A ​stye often appears as a red, swollen and tender bump on a child's eyelid and may best be described as looking like a pimple.


The diagnosis of a stye is usually based on its classic appearance, or how it looks when your pediatrician does a physical exam. No further testing is usually needed.

Although it is easy to recognize when the stye is on the eyelid margin, pointing to the outside of the eyelid (external stye), they are sometimes harder to diagnose when they are found on the inside of the eyelid (internal stye). However, these internal styes are quite rare.


Warm compresses are the main treatment for a stye. They should be applied to the area of the stye four or five times a day for at least 10 to 15 minutes, or as long as your child will tolerate the compress.

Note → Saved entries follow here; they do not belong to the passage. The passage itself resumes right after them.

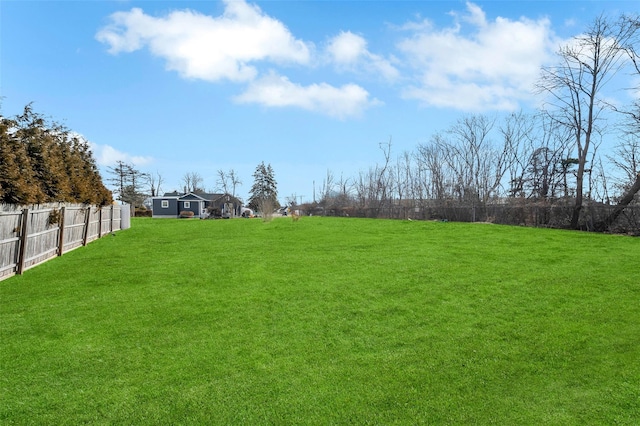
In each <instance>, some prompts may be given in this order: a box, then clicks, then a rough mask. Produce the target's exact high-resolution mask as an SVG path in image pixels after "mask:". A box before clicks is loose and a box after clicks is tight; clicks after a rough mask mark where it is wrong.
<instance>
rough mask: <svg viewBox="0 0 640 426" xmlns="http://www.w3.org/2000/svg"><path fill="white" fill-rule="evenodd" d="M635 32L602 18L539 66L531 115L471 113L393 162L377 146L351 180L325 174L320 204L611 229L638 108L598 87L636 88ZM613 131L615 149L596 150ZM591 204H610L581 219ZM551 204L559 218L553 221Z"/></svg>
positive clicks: (404, 211) (626, 169) (639, 150)
mask: <svg viewBox="0 0 640 426" xmlns="http://www.w3.org/2000/svg"><path fill="white" fill-rule="evenodd" d="M639 37H640V20H639V19H638V16H637V15H636V16H627V15H623V16H620V17H619V18H617V19H611V18H608V17H606V16H604V15H601V16H599V17H597V18H596V19H595V20H594V21H593V23H592V24H591V25H590V26H589V27H588V28H587V29H586V30H585V31H584V32H583V33H582V34H581V35H579V36H576V37H574V38H573V39H572V40H571V41H570V42H569V43H568V44H567V45H565V46H563V47H561V48H560V49H559V51H558V52H557V55H558V62H557V64H555V65H553V66H549V67H545V68H543V69H542V70H541V76H540V78H539V80H538V83H537V85H536V90H537V92H538V93H539V94H540V95H543V96H544V98H545V103H544V105H543V106H542V107H541V108H540V109H539V110H538V111H535V112H533V113H531V114H525V113H523V112H520V113H513V114H509V115H507V116H506V117H502V118H500V119H499V118H497V117H491V116H488V115H485V114H475V115H474V114H471V115H467V116H464V117H461V118H459V119H458V120H457V121H456V122H455V123H454V124H452V125H451V126H450V127H449V128H447V129H445V130H444V131H442V132H440V133H437V134H435V135H433V136H432V137H431V138H430V139H429V141H428V142H426V143H422V144H420V145H418V147H417V148H416V149H415V150H413V151H409V152H404V153H402V154H400V155H399V156H397V157H396V156H394V155H393V154H392V140H391V139H390V140H389V141H388V142H384V143H381V144H380V148H381V152H382V157H383V161H382V162H380V163H378V164H375V165H373V166H371V167H370V168H369V169H368V170H365V171H361V172H360V173H359V174H358V175H357V176H351V177H347V178H345V177H343V176H340V177H339V178H336V176H335V175H334V174H333V173H332V172H327V177H326V179H325V180H324V182H323V185H322V190H321V196H320V200H319V202H318V206H315V207H319V208H320V209H321V210H327V209H328V210H332V211H333V212H334V213H336V214H338V213H339V212H343V213H345V212H347V211H350V212H352V213H356V214H359V215H367V216H374V217H379V216H381V215H382V216H389V215H398V213H397V212H398V211H403V212H404V215H409V212H413V213H417V212H420V214H423V215H424V214H425V212H427V211H430V212H431V215H432V216H441V217H442V216H446V215H447V214H448V215H451V214H452V212H453V211H454V210H455V211H458V212H459V211H461V209H464V210H465V212H466V218H467V219H468V220H487V219H489V218H491V216H492V215H495V214H496V213H495V212H497V211H498V209H497V208H496V207H498V206H502V207H504V206H510V207H518V208H519V209H520V212H519V213H517V215H521V216H523V217H519V218H516V217H512V218H509V221H510V222H516V223H518V222H527V220H526V219H527V217H526V216H527V215H530V214H531V212H532V211H535V212H540V211H542V212H543V214H542V215H541V217H536V219H535V220H536V222H537V224H542V225H554V226H561V227H567V228H572V229H591V230H606V229H609V228H610V227H611V226H612V225H613V224H614V223H615V222H616V220H617V219H619V218H620V216H621V215H622V214H623V212H629V211H631V210H629V209H627V207H628V206H629V205H632V204H634V203H635V204H637V203H638V196H637V193H638V191H639V190H640V139H639V138H638V130H640V103H639V102H638V100H637V98H636V101H635V102H633V103H631V104H630V105H615V104H613V103H612V102H611V101H610V100H609V99H608V98H607V93H608V92H606V91H605V90H606V89H610V88H611V86H612V85H613V82H615V81H616V79H624V82H623V83H622V84H621V85H622V87H624V88H626V89H631V90H632V91H637V89H638V87H637V86H636V87H633V84H632V83H633V82H637V81H638V77H640V56H639V55H638V52H637V49H638V47H639V46H640V38H639ZM623 76H625V77H626V78H625V77H623ZM629 76H630V78H629ZM613 89H615V88H613ZM612 135H613V136H615V137H617V138H618V142H617V143H616V145H615V147H614V148H613V149H612V150H610V151H609V153H608V154H605V155H602V154H601V149H600V148H601V144H602V143H603V141H604V140H605V137H606V136H612ZM598 203H600V204H602V205H606V206H610V207H609V208H607V209H601V212H600V213H599V214H597V215H596V214H593V211H594V210H588V211H586V212H585V210H584V207H585V206H589V207H593V206H594V204H598ZM524 206H529V207H535V208H530V209H528V210H527V209H525V210H523V209H522V208H523V207H524ZM308 207H309V208H312V209H313V208H315V207H314V206H308ZM490 207H493V208H490ZM554 207H561V208H559V209H556V211H558V212H560V214H556V215H550V214H548V213H549V212H551V211H553V210H554ZM540 208H542V209H540ZM456 209H457V210H456ZM545 209H546V210H545ZM502 210H509V211H511V212H512V213H513V212H516V211H518V209H514V208H511V209H505V208H502ZM394 211H395V212H396V213H392V212H394ZM447 212H448V213H447ZM545 212H546V213H545ZM552 216H553V217H552ZM529 219H530V218H529ZM635 220H636V224H637V223H640V222H639V220H640V218H637V217H636V218H635ZM636 226H637V225H636Z"/></svg>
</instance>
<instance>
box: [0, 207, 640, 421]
mask: <svg viewBox="0 0 640 426" xmlns="http://www.w3.org/2000/svg"><path fill="white" fill-rule="evenodd" d="M639 258H640V239H638V238H632V237H626V236H618V235H603V234H591V233H582V232H570V231H561V230H551V229H534V228H524V227H508V226H498V225H491V224H470V223H452V222H420V221H399V220H398V221H392V220H370V219H352V218H322V217H303V218H301V219H300V220H299V221H296V222H294V221H292V220H291V219H287V218H278V219H274V220H273V221H271V222H263V221H261V220H259V219H234V220H217V221H214V220H211V221H208V220H191V219H185V220H179V219H149V218H136V219H134V220H133V221H132V227H131V229H128V230H125V231H120V232H117V233H116V234H115V235H114V236H106V237H103V238H101V239H100V240H97V241H95V242H93V243H91V244H89V245H88V246H86V247H82V248H78V249H76V250H74V251H71V252H69V253H67V254H65V255H64V256H62V257H59V258H55V259H53V260H51V261H49V262H46V263H44V264H42V265H40V266H38V267H36V268H33V269H30V270H28V271H26V272H25V273H24V275H21V276H15V277H12V278H9V279H7V280H5V281H2V282H0V344H1V349H2V350H0V369H1V371H0V423H2V424H80V423H91V424H248V425H249V424H250V425H256V424H322V425H325V424H556V425H572V424H574V425H585V424H637V421H638V419H640V362H638V360H640V279H639V276H640V266H639V264H638V259H639Z"/></svg>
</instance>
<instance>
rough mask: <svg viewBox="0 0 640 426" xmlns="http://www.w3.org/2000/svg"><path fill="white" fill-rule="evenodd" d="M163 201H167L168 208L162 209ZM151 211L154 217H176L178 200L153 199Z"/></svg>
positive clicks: (165, 198) (176, 215) (164, 198)
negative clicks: (152, 204)
mask: <svg viewBox="0 0 640 426" xmlns="http://www.w3.org/2000/svg"><path fill="white" fill-rule="evenodd" d="M163 201H168V202H169V207H167V208H163V207H162V202H163ZM152 209H153V216H154V217H178V200H177V199H175V198H154V199H153V207H152Z"/></svg>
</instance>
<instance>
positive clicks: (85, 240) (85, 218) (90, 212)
mask: <svg viewBox="0 0 640 426" xmlns="http://www.w3.org/2000/svg"><path fill="white" fill-rule="evenodd" d="M90 221H91V206H87V213H86V214H85V218H84V235H83V236H82V245H83V246H86V245H87V240H88V239H89V222H90Z"/></svg>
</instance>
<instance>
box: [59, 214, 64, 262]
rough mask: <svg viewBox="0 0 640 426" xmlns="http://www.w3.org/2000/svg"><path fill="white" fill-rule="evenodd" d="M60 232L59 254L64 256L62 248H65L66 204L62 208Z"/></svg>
mask: <svg viewBox="0 0 640 426" xmlns="http://www.w3.org/2000/svg"><path fill="white" fill-rule="evenodd" d="M58 232H59V234H58V256H62V250H63V248H64V206H62V207H61V208H60V225H59V227H58Z"/></svg>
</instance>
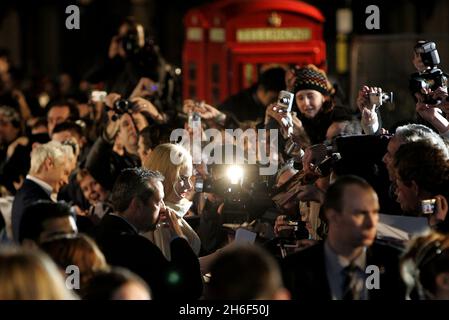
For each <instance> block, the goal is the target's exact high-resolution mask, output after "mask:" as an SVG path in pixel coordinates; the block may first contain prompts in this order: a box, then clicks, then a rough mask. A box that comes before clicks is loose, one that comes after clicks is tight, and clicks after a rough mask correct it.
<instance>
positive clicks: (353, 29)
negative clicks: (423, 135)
mask: <svg viewBox="0 0 449 320" xmlns="http://www.w3.org/2000/svg"><path fill="white" fill-rule="evenodd" d="M248 1H251V0H248ZM252 1H254V2H257V0H252ZM210 2H212V1H211V0H209V1H207V0H188V1H186V0H165V1H160V0H157V1H156V0H108V1H106V0H77V1H76V0H70V1H69V0H58V1H57V0H39V1H37V0H35V1H23V0H14V1H12V0H2V1H1V2H0V47H6V48H8V49H9V50H10V51H11V56H12V61H13V63H14V64H15V65H16V66H17V67H18V68H19V69H20V70H21V71H22V73H23V75H24V76H25V77H29V76H31V75H47V76H49V77H56V76H57V75H58V74H59V73H61V72H68V73H71V74H72V75H73V76H75V78H80V77H82V76H83V74H84V73H85V72H86V71H87V70H88V69H89V68H90V67H91V66H92V65H94V64H95V63H96V62H98V61H99V59H101V58H104V57H105V56H106V55H107V50H108V46H109V43H110V39H111V37H112V36H113V35H114V34H115V33H116V31H117V27H118V24H119V22H120V21H121V20H122V19H123V18H124V17H126V16H128V15H134V16H136V18H137V19H138V21H140V22H141V23H142V24H143V25H144V26H145V27H146V29H147V30H149V31H150V33H151V35H152V36H153V38H154V39H155V41H156V43H158V44H159V46H160V48H161V52H162V54H163V56H164V57H165V58H166V60H167V61H168V62H169V63H171V64H174V65H176V66H182V65H181V64H182V60H181V59H182V48H183V41H184V27H183V16H184V14H185V13H186V12H187V11H188V10H189V9H190V8H193V7H196V6H198V5H201V4H206V3H210ZM305 2H307V3H310V4H312V5H314V6H316V7H317V8H318V9H320V10H321V12H322V13H323V15H324V16H325V18H326V23H325V27H324V37H325V40H326V45H327V65H328V73H329V74H330V75H333V76H334V77H335V78H337V79H338V80H339V81H340V82H341V83H342V87H343V88H344V91H345V92H346V94H349V95H350V96H354V90H356V88H357V87H359V86H360V85H361V84H362V83H365V82H368V81H371V82H377V83H372V84H373V85H379V82H380V81H382V86H390V87H389V88H387V90H388V89H389V91H393V90H394V91H399V93H400V91H401V90H402V88H403V87H404V84H405V82H404V83H402V81H406V80H407V79H405V80H404V77H405V78H408V74H409V73H411V72H413V67H412V65H411V62H410V61H411V47H412V46H413V44H414V42H415V41H416V40H417V39H420V38H427V39H432V40H434V41H437V43H438V50H439V52H440V56H441V60H442V67H444V65H445V60H447V59H449V47H448V45H447V44H449V41H448V40H449V39H448V34H449V19H448V15H449V2H448V1H444V0H427V1H425V2H424V1H416V0H413V1H410V0H408V1H406V0H398V1H381V0H374V1H372V0H357V1H356V0H353V1H351V0H314V1H313V0H309V1H305ZM71 4H76V5H78V6H79V8H80V11H81V28H80V30H67V29H66V28H65V19H66V18H67V16H68V15H67V14H66V13H65V8H66V7H67V6H68V5H71ZM371 4H375V5H377V6H379V8H380V21H381V28H380V30H367V29H366V27H365V19H366V17H367V14H366V13H365V8H366V7H367V6H368V5H371ZM339 8H350V9H351V10H352V15H353V31H352V33H351V34H349V36H348V40H349V55H348V57H349V58H348V60H349V71H348V72H345V73H340V74H336V58H335V44H336V37H337V34H336V11H337V9H339ZM356 48H357V51H356ZM354 57H362V58H363V59H354ZM400 81H401V85H400V86H399V87H400V88H397V87H396V85H397V83H398V82H400ZM399 96H400V95H399ZM404 96H407V94H406V93H405V94H404ZM407 99H410V98H409V97H407V98H406V99H405V100H403V101H401V99H399V103H407V104H409V103H410V100H407ZM349 100H351V99H349ZM412 109H413V107H411V108H408V111H407V112H409V113H410V112H412ZM403 110H406V109H403ZM389 112H399V113H403V111H394V110H393V109H392V110H389ZM404 112H405V114H402V116H404V115H405V116H408V114H407V112H406V111H404ZM396 116H399V114H397V115H394V117H396Z"/></svg>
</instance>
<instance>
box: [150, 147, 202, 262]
mask: <svg viewBox="0 0 449 320" xmlns="http://www.w3.org/2000/svg"><path fill="white" fill-rule="evenodd" d="M143 166H144V167H145V168H147V169H149V170H155V171H159V172H160V173H161V174H162V175H163V176H164V177H165V180H164V182H163V184H164V193H165V197H164V201H165V205H166V206H167V207H169V208H170V209H172V210H174V211H175V213H176V215H177V216H178V224H179V226H180V227H181V230H182V232H183V234H184V235H185V236H186V238H187V241H188V242H189V244H190V246H191V247H192V249H193V251H194V252H195V253H196V254H197V255H198V254H199V252H200V249H201V241H200V238H199V237H198V235H197V233H196V232H195V231H194V230H193V229H192V227H190V225H189V224H188V223H187V221H186V220H185V219H184V216H185V214H186V213H187V212H188V211H189V209H190V207H191V205H192V202H191V201H189V200H188V199H187V198H186V196H187V194H188V193H189V192H191V191H192V189H193V185H192V183H191V181H190V179H191V177H192V170H193V169H192V157H191V155H190V154H189V153H188V152H187V150H186V149H184V148H183V147H181V146H179V145H175V144H170V143H164V144H160V145H158V146H157V147H156V148H155V149H154V150H153V151H152V152H151V154H150V155H149V157H148V158H147V159H146V161H145V162H144V164H143ZM144 236H145V237H147V238H148V239H150V240H151V241H153V243H154V244H156V245H157V246H158V247H159V249H161V251H162V252H163V253H164V255H165V257H166V258H167V259H169V260H170V258H171V254H170V241H171V239H172V238H173V236H174V235H173V234H171V232H170V229H169V228H165V227H164V226H163V225H162V224H159V225H158V226H157V227H156V230H155V231H150V232H147V233H145V234H144Z"/></svg>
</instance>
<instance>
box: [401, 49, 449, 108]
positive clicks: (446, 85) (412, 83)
mask: <svg viewBox="0 0 449 320" xmlns="http://www.w3.org/2000/svg"><path fill="white" fill-rule="evenodd" d="M414 50H415V53H416V54H419V56H420V58H421V61H422V63H423V64H424V65H425V66H426V69H425V70H424V71H423V72H418V73H413V74H412V75H411V77H410V82H409V88H410V91H411V93H412V95H413V96H415V93H420V94H422V95H424V101H423V102H424V103H427V104H437V103H438V101H436V100H434V99H432V98H431V97H430V96H429V95H428V94H426V93H424V90H427V91H428V90H431V91H435V90H436V89H437V88H438V87H447V76H446V74H445V73H444V72H443V71H442V70H441V69H438V65H439V64H440V56H439V55H438V51H437V48H436V44H435V42H431V41H418V43H417V44H416V46H415V48H414Z"/></svg>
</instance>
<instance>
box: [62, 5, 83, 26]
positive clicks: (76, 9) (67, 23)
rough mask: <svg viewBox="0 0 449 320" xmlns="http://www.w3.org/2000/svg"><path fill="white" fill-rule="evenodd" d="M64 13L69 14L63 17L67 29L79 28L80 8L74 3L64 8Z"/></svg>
mask: <svg viewBox="0 0 449 320" xmlns="http://www.w3.org/2000/svg"><path fill="white" fill-rule="evenodd" d="M65 13H67V14H70V15H69V16H68V17H67V18H66V19H65V27H66V28H67V29H69V30H72V29H76V30H79V28H80V8H79V7H78V6H76V5H74V4H72V5H70V6H67V8H65Z"/></svg>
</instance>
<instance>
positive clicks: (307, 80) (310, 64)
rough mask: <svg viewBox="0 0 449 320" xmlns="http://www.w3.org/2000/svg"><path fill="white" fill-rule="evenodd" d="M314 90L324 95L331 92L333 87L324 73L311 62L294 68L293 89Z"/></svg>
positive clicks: (332, 91) (321, 70) (328, 95)
mask: <svg viewBox="0 0 449 320" xmlns="http://www.w3.org/2000/svg"><path fill="white" fill-rule="evenodd" d="M300 90H316V91H318V92H320V93H322V94H323V95H324V96H329V95H331V94H332V93H333V87H332V85H331V83H330V82H329V80H328V79H327V76H326V73H325V72H324V71H323V70H321V69H318V68H317V67H316V66H314V65H313V64H309V65H307V66H305V67H301V68H299V69H296V81H295V87H294V91H295V93H296V92H298V91H300Z"/></svg>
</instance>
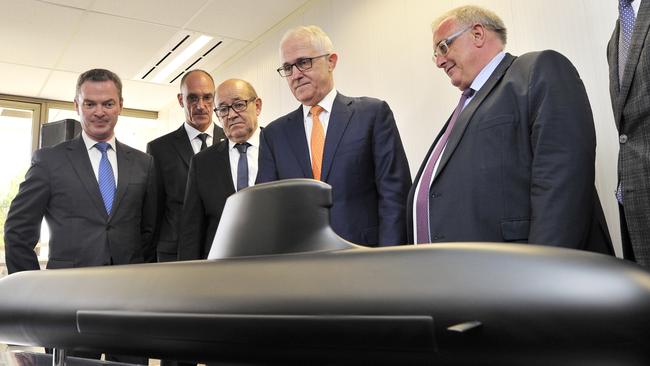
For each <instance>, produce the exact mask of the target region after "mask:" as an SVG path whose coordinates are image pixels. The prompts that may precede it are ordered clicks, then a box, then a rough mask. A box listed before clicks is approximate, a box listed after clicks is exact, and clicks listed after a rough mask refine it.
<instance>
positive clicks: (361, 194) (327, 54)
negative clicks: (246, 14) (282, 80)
mask: <svg viewBox="0 0 650 366" xmlns="http://www.w3.org/2000/svg"><path fill="white" fill-rule="evenodd" d="M280 53H281V58H282V66H281V67H280V68H279V69H278V72H279V73H280V75H281V76H283V77H285V78H286V79H287V83H288V85H289V88H290V89H291V91H292V93H293V95H294V96H295V97H296V99H298V100H299V101H300V102H301V103H302V105H301V106H300V107H299V108H298V109H297V110H295V111H294V112H291V113H289V114H287V115H285V116H283V117H280V118H278V119H277V120H275V121H274V122H272V123H270V124H269V125H268V126H267V128H265V129H264V131H263V132H262V139H261V148H260V170H259V175H258V182H269V181H274V180H278V179H287V178H314V179H319V180H322V181H323V182H326V183H328V184H330V185H331V186H332V199H333V205H332V210H331V223H332V228H333V229H334V231H335V232H336V233H337V234H339V235H340V236H341V237H343V238H344V239H346V240H349V241H351V242H354V243H358V244H363V245H369V246H385V245H398V244H404V243H405V242H406V221H405V211H404V209H405V204H406V195H407V193H408V190H409V187H410V185H411V175H410V172H409V167H408V163H407V161H406V154H405V153H404V148H403V146H402V141H401V139H400V136H399V132H398V131H397V126H396V124H395V120H394V118H393V113H392V111H391V110H390V108H389V107H388V104H386V102H384V101H381V100H378V99H374V98H367V97H356V98H352V97H347V96H344V95H342V94H340V93H338V92H337V90H336V89H335V88H334V76H333V71H334V68H335V67H336V63H337V61H338V54H337V53H336V52H334V50H333V46H332V42H331V41H330V39H329V37H328V36H327V35H326V34H325V33H324V32H323V31H322V30H321V29H320V28H318V27H316V26H309V27H298V28H294V29H291V30H289V31H288V32H287V33H286V34H285V35H284V37H283V39H282V41H281V42H280Z"/></svg>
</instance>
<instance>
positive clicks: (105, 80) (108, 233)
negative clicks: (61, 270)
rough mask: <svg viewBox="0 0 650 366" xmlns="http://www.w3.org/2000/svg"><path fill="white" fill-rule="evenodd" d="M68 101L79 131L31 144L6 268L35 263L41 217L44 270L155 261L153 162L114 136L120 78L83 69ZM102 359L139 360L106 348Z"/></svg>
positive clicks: (12, 204) (155, 191)
mask: <svg viewBox="0 0 650 366" xmlns="http://www.w3.org/2000/svg"><path fill="white" fill-rule="evenodd" d="M74 106H75V108H76V110H77V112H78V113H79V117H80V119H81V127H82V132H81V135H80V136H78V137H76V138H74V139H72V140H69V141H65V142H62V143H60V144H58V145H56V146H53V147H46V148H43V149H40V150H38V151H36V152H35V153H34V156H33V157H32V164H31V167H30V168H29V170H28V171H27V174H26V175H25V181H24V182H23V183H21V184H20V189H19V191H18V194H17V195H16V198H14V200H13V201H12V202H11V207H10V209H9V214H8V215H7V221H6V222H5V245H6V251H5V258H6V261H7V268H8V269H9V273H14V272H19V271H26V270H38V269H40V266H39V262H38V258H37V256H36V252H35V251H34V247H35V246H36V244H37V243H38V241H39V240H40V233H41V222H42V220H43V217H45V220H46V221H47V224H48V227H49V229H50V241H49V255H48V261H47V265H46V267H47V269H59V268H76V267H90V266H108V265H116V264H130V263H144V262H155V259H156V248H155V247H154V246H153V245H152V235H153V232H154V225H155V217H156V185H155V184H156V182H155V170H154V163H153V158H152V157H151V156H149V155H147V154H145V153H143V152H141V151H138V150H136V149H133V148H131V147H129V146H127V145H125V144H123V143H121V142H119V141H118V140H116V138H115V134H114V129H115V125H116V124H117V119H118V116H119V115H120V113H121V111H122V82H121V81H120V78H119V77H118V76H117V75H115V74H114V73H113V72H111V71H108V70H104V69H93V70H89V71H86V72H84V73H83V74H81V75H80V76H79V79H78V82H77V93H76V96H75V100H74ZM74 355H75V356H79V357H94V358H98V357H99V354H87V353H81V352H75V353H74ZM107 360H113V361H121V362H129V363H142V362H146V361H147V360H146V359H144V358H141V357H128V356H110V355H107Z"/></svg>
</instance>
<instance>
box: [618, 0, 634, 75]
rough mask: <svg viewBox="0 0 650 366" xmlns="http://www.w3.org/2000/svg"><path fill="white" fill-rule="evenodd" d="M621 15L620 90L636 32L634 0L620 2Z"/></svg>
mask: <svg viewBox="0 0 650 366" xmlns="http://www.w3.org/2000/svg"><path fill="white" fill-rule="evenodd" d="M618 14H619V37H618V83H619V88H620V85H621V83H622V82H623V73H624V72H625V64H626V62H627V56H628V54H629V52H630V45H631V44H632V32H633V31H634V21H635V16H634V9H633V8H632V0H618Z"/></svg>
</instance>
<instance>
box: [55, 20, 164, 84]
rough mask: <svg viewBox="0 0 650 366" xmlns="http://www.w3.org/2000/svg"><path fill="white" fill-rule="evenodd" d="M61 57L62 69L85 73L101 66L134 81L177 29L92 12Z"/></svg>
mask: <svg viewBox="0 0 650 366" xmlns="http://www.w3.org/2000/svg"><path fill="white" fill-rule="evenodd" d="M80 29H82V30H83V31H81V32H79V33H77V34H76V35H75V37H74V38H73V39H72V41H71V42H70V45H69V47H68V49H67V50H66V53H65V54H64V56H63V57H62V58H61V61H60V63H59V69H63V70H69V71H77V72H83V71H85V70H88V69H91V68H96V67H101V68H106V69H110V70H111V71H114V72H115V73H117V74H118V75H120V77H122V78H131V77H133V75H135V74H136V73H137V71H138V70H141V69H142V68H143V67H145V64H146V63H148V62H149V60H150V59H151V56H152V55H153V54H155V53H157V52H158V51H159V50H160V49H161V47H163V46H164V45H165V44H166V43H167V41H168V40H169V38H170V37H172V36H173V35H174V34H175V33H176V29H174V28H170V27H165V26H159V25H154V24H151V23H144V22H140V21H134V20H129V19H125V18H119V17H114V16H109V15H103V14H97V13H89V14H87V15H86V16H85V17H84V19H83V21H82V22H81V26H80Z"/></svg>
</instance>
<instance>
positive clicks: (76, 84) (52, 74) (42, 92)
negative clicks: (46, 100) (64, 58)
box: [37, 71, 79, 102]
mask: <svg viewBox="0 0 650 366" xmlns="http://www.w3.org/2000/svg"><path fill="white" fill-rule="evenodd" d="M78 77H79V73H76V72H67V71H53V72H52V74H50V76H49V77H48V79H47V80H46V82H45V85H44V86H43V88H42V90H41V93H40V94H39V95H37V96H38V97H40V98H45V99H54V100H61V101H64V102H72V101H73V100H74V94H75V88H76V86H77V78H78Z"/></svg>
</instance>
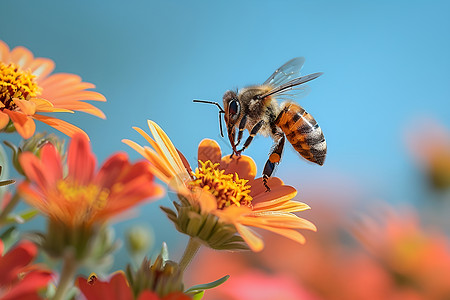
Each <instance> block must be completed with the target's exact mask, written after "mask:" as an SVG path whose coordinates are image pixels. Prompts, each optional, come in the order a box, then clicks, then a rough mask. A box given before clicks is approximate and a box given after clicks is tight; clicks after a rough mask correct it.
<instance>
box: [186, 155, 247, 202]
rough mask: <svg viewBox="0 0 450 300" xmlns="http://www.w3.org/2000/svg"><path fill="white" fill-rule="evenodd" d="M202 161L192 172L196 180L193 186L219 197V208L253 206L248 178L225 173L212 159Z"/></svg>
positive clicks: (192, 183) (218, 197) (217, 163)
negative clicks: (250, 194)
mask: <svg viewBox="0 0 450 300" xmlns="http://www.w3.org/2000/svg"><path fill="white" fill-rule="evenodd" d="M199 162H200V167H199V168H197V169H196V170H195V172H193V173H192V176H193V178H194V180H192V181H191V182H189V185H190V186H191V187H200V188H202V189H203V190H205V191H208V192H210V193H211V194H212V195H214V197H215V198H216V199H217V208H218V209H223V208H225V207H228V206H230V205H236V206H241V205H244V206H251V202H252V197H251V196H250V195H249V193H250V191H251V189H250V187H251V186H250V185H248V184H247V183H248V180H246V179H242V178H239V176H238V174H225V171H224V170H220V169H219V168H218V167H219V164H218V163H217V164H213V163H212V162H211V161H209V160H208V161H206V162H202V161H199Z"/></svg>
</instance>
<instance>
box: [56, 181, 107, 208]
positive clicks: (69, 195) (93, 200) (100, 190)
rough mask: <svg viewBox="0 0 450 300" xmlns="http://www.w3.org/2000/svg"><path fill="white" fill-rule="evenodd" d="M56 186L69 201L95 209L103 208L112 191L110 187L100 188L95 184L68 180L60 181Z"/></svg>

You can create a warm compress by simply placing a washcloth in warm water, wringing out some of the excess water and making sure it isn't too hot. Let your child place it on their eye. By letting them put the compress on, you can help to make sure it isn't too hot. With this treatment, a stye will often drain on its own within a few weeks.

Although often prescribed for styes, topical antibiotics are controversial. Since a stye will often go away without antibiotics and some experts think they don't help, antibiotics are often reserved for styes that linger more than a few weeks or months. As a last resort, a stye can be drained by a pediatric ophthalmologist.

Other Things to Know About Your Child's Stye

Other things to know about styes include that:

  • Gently massaging a stye, especially after using a warm compress, is also thought to be helpful, but it isn't usually well tolerated by young children.
  • Styes can be confused with chalazions, which are blocked glands in the eyelid. These are not infected and are usually not painful, although they are treated the same as a stye with warm compresses. A chalazion is often thought of as a more chronic blockage that needs to be surgically removed, though.
  • An internal stye arises from the gland of Zeis or Moll, while an external stye comes from an infected meibomian gland.
  • Blepharitis, a low-grade bacterial infection of the eyelids, can sometimes cause repeated styes. With this condition, your child may have thin scales on his eyelids. It can be treated with regular eyelid scrubs, such as with a no-tears shampoo.
  • Eye allergies can be another reason that kids get styes, because they are rubbing their itchy eyes.
  • Unlike pink eye, styes are not thought to be contagious from one person to another.

Most importantly, don't try and squeeze the stye, as you will likely make it worse, creating a widespread infection that needs to be treated with oral antibiotics.